One of the powers delegated to local health departments is to "[a]dvise other local agencies and persons as to the location, drainage, water supply, disposal of solid waste, heating, and ventilation of buildings." Section 2435(b) (emphasis added).3 Nothing in the Public Health Code suggests that a local health department's authority to regulate does not include regulation of water well construction by public universities. To the contrary, the Public Health Code vests local health departments with broad authority to regulate matters concerning public health, including jurisdiction over water supplies. Moreover, the Public Health Code contains no clear expression of legislative intent to exempt public universities from local public health regulations. Since there is no clear expression of legislative intent to exempt public universities from local health department ordinances protecting groundwaters, Burt Twp, supra, and CRAA, supra, compel the conclusion that public universities must obey such ordinances.

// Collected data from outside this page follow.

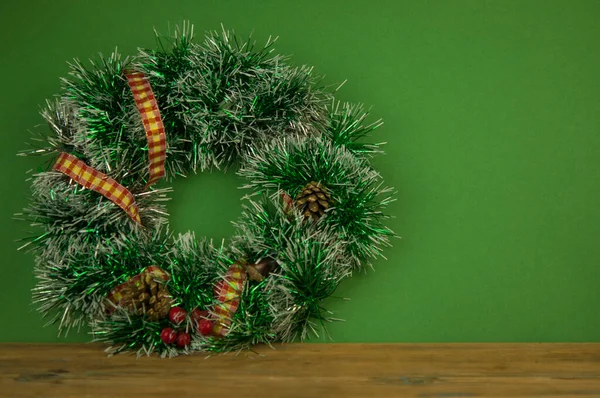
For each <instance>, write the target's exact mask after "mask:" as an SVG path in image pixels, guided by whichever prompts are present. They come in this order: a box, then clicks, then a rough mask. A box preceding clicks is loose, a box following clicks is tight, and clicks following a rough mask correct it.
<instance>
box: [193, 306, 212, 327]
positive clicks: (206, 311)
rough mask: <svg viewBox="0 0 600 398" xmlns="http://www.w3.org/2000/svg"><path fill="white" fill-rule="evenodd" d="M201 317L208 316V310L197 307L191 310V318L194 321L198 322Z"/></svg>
mask: <svg viewBox="0 0 600 398" xmlns="http://www.w3.org/2000/svg"><path fill="white" fill-rule="evenodd" d="M203 318H208V311H206V310H203V311H201V310H199V309H198V308H196V309H194V311H192V319H193V320H194V321H196V323H197V322H200V320H201V319H203Z"/></svg>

It is my opinion, therefore, that Northern Michigan University, an institution of higher education covered by Const 1963, art 8,  6, must obey a county ordinance that requires a county health department permit before constructing a water well on its property.

Attorney General

1 MCL 560.101 et seq; MSA 26.430(101) et seq.

2 MCL 125.271 et seq; MSA 5.2963(1) et seq.

3 It is also noted that Part 127 of the Public Health Code, titled "Water Supply And Sewer Systems," regulates the installation of water wells and requires annual registration of well drilling contractors. For purposes of enforcing Part 127, local health departments may enter and inspect well installations on public and private property (section 12708) and may investigate violations and order corrective measures. Section 12709(1).